As the day grew to a close, I attended Evensong at Canterbury Cathedral. Sitting across from me was an elderly man in a wheelchair. His daughters were with him. Caring for him. Moving him about. A quick study of this man revealed his difficulty in speaking, not hearing.
During the singing of the Psalm by the men and boys choir is a perfect opportunity for meditation. Something caused my eyes to open during the Gloria. And there, across from me, this man of mature years whose health has failed him, was mouthing … maybe even singing … “Glory to the Father and to the Son and to the Holy Ghost…as it was in the beginning is now and shall be forever … Amen.”
The closing hymn of the Evensong was one used at The Lambeth Conference. The lyrics, written the year I was born, 1949, brought another set of tears to my eyes:
Will you come and follow me if I but call your name?
Will you go where you don’t know and never be the same?
Will you let my love be shown, will you let my life be grown in you and in me?

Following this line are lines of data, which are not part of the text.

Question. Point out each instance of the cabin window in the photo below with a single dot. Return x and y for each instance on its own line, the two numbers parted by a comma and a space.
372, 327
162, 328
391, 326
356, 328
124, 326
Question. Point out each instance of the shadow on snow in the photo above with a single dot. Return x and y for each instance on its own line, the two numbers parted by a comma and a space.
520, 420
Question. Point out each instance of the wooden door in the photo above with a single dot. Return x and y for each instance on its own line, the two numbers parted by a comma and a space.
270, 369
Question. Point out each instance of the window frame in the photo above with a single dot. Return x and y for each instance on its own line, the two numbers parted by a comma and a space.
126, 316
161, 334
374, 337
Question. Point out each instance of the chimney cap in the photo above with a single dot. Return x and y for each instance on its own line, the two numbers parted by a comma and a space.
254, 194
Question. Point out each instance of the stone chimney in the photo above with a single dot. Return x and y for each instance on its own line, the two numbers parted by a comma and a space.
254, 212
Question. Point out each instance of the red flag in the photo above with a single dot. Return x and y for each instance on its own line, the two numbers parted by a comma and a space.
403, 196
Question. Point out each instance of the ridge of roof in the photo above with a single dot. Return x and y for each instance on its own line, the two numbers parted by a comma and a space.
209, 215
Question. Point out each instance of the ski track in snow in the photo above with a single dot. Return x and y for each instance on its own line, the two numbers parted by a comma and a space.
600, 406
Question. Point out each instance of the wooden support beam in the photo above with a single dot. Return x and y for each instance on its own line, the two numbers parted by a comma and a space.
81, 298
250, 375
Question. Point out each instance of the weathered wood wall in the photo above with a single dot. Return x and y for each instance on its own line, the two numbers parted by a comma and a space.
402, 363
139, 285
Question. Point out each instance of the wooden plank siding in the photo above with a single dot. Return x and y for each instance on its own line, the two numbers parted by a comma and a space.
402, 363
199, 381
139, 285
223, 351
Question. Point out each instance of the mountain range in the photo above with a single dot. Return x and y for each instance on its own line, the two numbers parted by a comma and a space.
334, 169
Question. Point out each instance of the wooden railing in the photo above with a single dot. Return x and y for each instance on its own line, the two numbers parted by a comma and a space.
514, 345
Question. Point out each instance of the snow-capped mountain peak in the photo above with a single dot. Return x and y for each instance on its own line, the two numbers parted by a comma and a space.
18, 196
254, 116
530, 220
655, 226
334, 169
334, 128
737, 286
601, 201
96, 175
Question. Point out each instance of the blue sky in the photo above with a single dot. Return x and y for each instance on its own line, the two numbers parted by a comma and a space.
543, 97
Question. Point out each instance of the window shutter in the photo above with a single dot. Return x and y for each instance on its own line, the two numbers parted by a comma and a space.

Will you leave yourself behind if I but call your name?
Will you care for cruel and kind and never be the same?
Will you risk the hostile stare should your life attract or scare?
Will you let me answer prayer in you and me?
Lord, your summons echoes true when you but call me name.
Let me turn and follow you and never be the same.
In your company, I’ll go where your love and footsteps show.
Thus, I’ll move and live and grow in you and you in me.
The events of this day, all of them help me see God as both beacon and light, blinking a message I am not certain I understand, but follow I must.
In doing so, I will try and listen even more and am confident those who lead the Episcopal Church and the entire Anglican Community will do so as well.
What we hear may be astonishing. What I saw and heard today were.